1] Yes you're right, I am looking for pointers to improve.
2] Good point, I will rename it.
3] Yes, that is where the Inspiration came, but that's where the Originality comes in, most of this is going to take place in one location and I have a whole back story in mind and a good story, Its just bringing it across in the Script. I may scrap this idea, but I may continue it for a while and see if it leads to something good.

Thanks for replying!


----------



## hawky94 (Aug 21, 2012)

I like this, the suspense is great... as mentioned, this is definitely like the opening scene of Scream.

As for your title questions, I would certainly change it to something with a little more... oomph... a little more... suspense - thus keeping with the rest of the story.

It kept me reading right towards the end, and I'd love to see more. Good job at keeping me interested and the suspense high.

PS: There are a few errors with commas and such, but other than that, nothing grammatical.


----------



## BrandonTheWriter (Aug 24, 2012)

hawky94 said:


> I like this, the suspense is great... as mentioned, this is definitely like the opening scene of Scream.
> 
> As for your title questions, I would certainly change it to something with a little more... oomph... a little more... suspense - thus keeping with the rest of the story.
> 
> ...



Thankyou for the kind words, I will certainly correct the errors you mentioned! I'm still thinking of more of a title, I'm going to continue with it and see where it leads, I'll post more as I get it done!


----------



## alister (Sep 10, 2012)

This dialogue is too wordy.  The feeling is lost with too many words.  Less is more.  Be essenstial and things will seem more intuitive.  Break things into beats.  Each beat should be and action and reaction pair. Each beat should gradually lead us to the turning point of the scene.  Don't let any one beat steal the highest beat when the scene turns (or let it raise the emotions or situation close to that point.)

The second element with the guy calling in on the phone acting if he has been stalking him threw me off, because I thought it was the guy who was returning the camera.  If this is not the same guy, I would take out the first guy returning the camera.  You would be wasting time moving to the real story.  If it is the guy, I would add some subtext to the return process to foreshadow who he is and what he is doing, dialogue mannerisms, etc.

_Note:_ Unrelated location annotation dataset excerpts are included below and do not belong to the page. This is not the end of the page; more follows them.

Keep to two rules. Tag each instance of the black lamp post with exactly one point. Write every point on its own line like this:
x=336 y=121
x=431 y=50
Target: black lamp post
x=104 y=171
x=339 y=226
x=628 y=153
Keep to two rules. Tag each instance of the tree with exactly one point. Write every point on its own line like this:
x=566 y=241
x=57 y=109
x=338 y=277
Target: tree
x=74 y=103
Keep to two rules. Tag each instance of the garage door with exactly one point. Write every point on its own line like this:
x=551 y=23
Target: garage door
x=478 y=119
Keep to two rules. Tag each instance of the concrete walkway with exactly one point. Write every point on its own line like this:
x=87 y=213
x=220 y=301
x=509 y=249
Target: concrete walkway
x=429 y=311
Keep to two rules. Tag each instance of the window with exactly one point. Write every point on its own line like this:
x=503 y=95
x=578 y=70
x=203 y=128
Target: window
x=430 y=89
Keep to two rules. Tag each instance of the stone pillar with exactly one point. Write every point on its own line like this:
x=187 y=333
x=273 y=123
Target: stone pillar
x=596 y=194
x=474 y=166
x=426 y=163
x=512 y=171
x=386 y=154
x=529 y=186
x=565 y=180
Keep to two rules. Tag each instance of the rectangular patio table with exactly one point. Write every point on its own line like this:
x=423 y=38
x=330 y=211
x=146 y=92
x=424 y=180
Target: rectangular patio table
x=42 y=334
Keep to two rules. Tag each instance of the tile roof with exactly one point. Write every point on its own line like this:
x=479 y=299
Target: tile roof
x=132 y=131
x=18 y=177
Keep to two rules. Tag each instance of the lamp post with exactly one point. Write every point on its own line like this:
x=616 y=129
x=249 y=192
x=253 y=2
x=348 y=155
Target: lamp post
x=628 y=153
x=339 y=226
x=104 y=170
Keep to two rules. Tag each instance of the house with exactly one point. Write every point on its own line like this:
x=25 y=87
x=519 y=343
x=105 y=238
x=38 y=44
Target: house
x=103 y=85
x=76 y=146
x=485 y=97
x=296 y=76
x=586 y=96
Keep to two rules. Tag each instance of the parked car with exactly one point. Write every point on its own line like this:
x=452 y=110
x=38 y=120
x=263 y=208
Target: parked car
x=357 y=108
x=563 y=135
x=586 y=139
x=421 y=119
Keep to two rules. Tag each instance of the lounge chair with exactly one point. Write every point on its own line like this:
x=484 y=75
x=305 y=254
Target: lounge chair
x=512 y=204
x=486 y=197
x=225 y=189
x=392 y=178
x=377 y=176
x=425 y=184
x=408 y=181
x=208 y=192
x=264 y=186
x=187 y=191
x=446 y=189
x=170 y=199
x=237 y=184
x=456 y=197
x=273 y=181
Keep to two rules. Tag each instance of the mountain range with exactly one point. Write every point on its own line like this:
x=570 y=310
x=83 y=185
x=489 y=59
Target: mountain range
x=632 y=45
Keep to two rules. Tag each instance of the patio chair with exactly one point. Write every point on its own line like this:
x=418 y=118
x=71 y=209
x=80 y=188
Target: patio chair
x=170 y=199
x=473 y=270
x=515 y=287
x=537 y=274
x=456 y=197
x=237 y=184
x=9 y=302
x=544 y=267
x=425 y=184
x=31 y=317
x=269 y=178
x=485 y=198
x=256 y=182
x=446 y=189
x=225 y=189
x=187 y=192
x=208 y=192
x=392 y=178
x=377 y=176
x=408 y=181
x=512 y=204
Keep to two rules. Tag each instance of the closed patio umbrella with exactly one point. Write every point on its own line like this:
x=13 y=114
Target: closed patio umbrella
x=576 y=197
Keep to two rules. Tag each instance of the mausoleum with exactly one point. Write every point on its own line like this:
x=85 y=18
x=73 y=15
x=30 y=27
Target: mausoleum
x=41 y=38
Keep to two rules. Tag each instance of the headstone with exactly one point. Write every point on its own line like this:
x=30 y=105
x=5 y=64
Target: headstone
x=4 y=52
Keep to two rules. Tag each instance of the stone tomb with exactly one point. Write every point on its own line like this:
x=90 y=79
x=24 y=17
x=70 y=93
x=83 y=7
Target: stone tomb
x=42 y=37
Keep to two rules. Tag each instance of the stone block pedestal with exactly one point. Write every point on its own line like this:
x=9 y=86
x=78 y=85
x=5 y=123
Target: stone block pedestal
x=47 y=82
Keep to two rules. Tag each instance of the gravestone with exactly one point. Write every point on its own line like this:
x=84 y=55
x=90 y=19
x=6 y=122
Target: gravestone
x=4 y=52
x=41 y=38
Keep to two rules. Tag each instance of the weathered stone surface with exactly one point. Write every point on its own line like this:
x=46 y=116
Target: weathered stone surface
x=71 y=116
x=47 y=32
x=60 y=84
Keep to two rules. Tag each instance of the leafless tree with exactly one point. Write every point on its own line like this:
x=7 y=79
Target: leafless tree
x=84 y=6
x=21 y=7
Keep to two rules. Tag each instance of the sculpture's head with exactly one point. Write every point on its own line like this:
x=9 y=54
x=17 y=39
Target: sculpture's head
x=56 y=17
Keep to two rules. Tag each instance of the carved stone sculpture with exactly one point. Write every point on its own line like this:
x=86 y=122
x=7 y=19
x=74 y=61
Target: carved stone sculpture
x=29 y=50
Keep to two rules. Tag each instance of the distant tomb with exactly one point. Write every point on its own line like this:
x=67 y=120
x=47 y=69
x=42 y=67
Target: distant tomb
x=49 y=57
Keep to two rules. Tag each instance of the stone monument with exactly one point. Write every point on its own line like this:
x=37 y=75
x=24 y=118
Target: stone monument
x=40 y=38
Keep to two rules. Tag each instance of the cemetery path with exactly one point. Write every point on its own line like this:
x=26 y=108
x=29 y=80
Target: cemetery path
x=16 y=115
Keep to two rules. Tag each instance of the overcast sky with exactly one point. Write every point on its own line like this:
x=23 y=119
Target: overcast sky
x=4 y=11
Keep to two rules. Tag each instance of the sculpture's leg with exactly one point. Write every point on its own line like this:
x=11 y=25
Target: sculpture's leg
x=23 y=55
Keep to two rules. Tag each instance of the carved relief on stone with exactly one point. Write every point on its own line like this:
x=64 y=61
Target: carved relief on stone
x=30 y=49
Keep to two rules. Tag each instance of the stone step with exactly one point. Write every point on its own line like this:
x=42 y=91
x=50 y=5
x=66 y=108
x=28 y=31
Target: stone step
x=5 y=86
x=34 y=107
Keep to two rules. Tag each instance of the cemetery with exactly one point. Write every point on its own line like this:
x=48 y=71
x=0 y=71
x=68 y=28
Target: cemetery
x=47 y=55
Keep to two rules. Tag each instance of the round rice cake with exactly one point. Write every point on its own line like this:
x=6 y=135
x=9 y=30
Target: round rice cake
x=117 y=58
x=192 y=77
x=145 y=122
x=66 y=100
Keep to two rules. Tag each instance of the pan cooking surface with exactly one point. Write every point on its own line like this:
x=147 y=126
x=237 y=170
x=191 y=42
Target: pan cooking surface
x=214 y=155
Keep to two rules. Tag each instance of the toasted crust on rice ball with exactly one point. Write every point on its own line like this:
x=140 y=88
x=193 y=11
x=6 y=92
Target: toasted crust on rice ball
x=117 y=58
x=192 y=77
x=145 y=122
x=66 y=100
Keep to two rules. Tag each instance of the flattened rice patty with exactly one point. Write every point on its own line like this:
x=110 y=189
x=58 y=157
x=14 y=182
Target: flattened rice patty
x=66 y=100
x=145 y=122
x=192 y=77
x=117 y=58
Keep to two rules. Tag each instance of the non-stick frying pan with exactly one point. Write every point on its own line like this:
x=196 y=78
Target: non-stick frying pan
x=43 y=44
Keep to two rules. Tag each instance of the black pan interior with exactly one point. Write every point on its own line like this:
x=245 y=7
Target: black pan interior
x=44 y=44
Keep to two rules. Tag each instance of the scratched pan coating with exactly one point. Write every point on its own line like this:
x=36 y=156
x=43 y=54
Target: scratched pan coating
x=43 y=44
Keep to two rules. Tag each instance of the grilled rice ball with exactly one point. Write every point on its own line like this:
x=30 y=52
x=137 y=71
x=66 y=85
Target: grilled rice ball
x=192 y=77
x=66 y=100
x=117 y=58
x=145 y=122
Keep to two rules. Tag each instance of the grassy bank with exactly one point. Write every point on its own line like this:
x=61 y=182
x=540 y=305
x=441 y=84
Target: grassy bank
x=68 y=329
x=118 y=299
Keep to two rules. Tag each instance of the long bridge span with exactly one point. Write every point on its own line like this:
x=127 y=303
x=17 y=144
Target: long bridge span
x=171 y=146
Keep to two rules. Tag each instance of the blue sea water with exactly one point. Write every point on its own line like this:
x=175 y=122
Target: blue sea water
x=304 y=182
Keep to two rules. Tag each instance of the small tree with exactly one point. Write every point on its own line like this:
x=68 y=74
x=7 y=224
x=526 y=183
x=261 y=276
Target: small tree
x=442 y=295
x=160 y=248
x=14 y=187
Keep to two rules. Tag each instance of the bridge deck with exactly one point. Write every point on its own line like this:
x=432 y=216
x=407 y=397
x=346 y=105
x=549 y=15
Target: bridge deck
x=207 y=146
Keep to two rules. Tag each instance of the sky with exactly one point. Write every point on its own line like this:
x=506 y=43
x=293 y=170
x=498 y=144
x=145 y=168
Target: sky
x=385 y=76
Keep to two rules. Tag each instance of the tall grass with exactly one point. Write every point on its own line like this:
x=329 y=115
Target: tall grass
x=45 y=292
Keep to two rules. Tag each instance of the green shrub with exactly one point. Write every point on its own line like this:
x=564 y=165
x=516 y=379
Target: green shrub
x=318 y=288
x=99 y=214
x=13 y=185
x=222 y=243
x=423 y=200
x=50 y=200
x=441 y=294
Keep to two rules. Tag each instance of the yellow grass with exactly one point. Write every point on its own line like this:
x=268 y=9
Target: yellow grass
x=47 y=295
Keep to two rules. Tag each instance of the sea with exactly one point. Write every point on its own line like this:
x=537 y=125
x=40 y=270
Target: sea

If you are trying to set up the the clerk to be frustrated emotionally and the return guy is just a bit part, I would not do it that way.  It elevates the emotions in the scene too much dampening the real stuff that is to follow.  Instead, I would show him frustrated with the closing the store.  Perhaps the till is off by a 100 dollars or he knocks over some stock that he has to clean up, breaks something, etc.  That way when the phone rings it the first contact with the enemy.  Again, this will only work if the guy returning the camera is only a bit part.


----------



## Writer-1 (Jul 19, 2018)

I agree with alister. Too wordy for the dialogue. You may wanna tighten the screws on that before sending it off to be read. Also, I think the note at the end should be a little different. You could do it so that he takes the note off the brick and sees a picture of his wife and kids tied up and gagged and have the note read "Answer the phone or seal their fate". Something like that. Anyway, I'm really excited to see where this is going.


----------



## KenTR (Aug 27, 2019)

An unsettling premise, but I think you jumped into the conflict too quickly. Unless this is a short film, it might be nice to spend at least a few minutes with Matt before he is confronted with menace. The customer complaining about the camera is too much in line with the mysterious caller. Perhaps have Matt annoyed by an inept delivery man, something to show the audience a degree of normalcy before things go wrong. Maybe open with a snippet of unexplained backstory. I understand that you want to get right into things, but beginning with menace in a straightforward narrative like this doesn't give readers a frame of reference for why they should feel uneasy.

Try reading your dialogue aloud. It sounds a bit wooden: you should use some more contractions. Otherwise, you have a lot of possibility here. Keep going!


----------



## Ralph Rotten (Aug 27, 2019)

Meh.


----------



## Darren White (Aug 27, 2019)

You do realise that thread is 7 years old?


----------



## KenTR (Aug 27, 2019)

I guess it's safe to assume that Matt has been murdered, then.


----------



## 50shadesofdoubt (Aug 27, 2019)

Unless in a recollected state, I'd put this down in a heartbeat... All the 'insert character' : Drives me nuts. Why is this necessary? Totally makes for serious distance for me, like yanks me out out of the story with every :. Am i missing something?


----------



## 50shadesofdoubt (Aug 27, 2019)

Doesn't matter if one felt the need to reply, I guess.


----------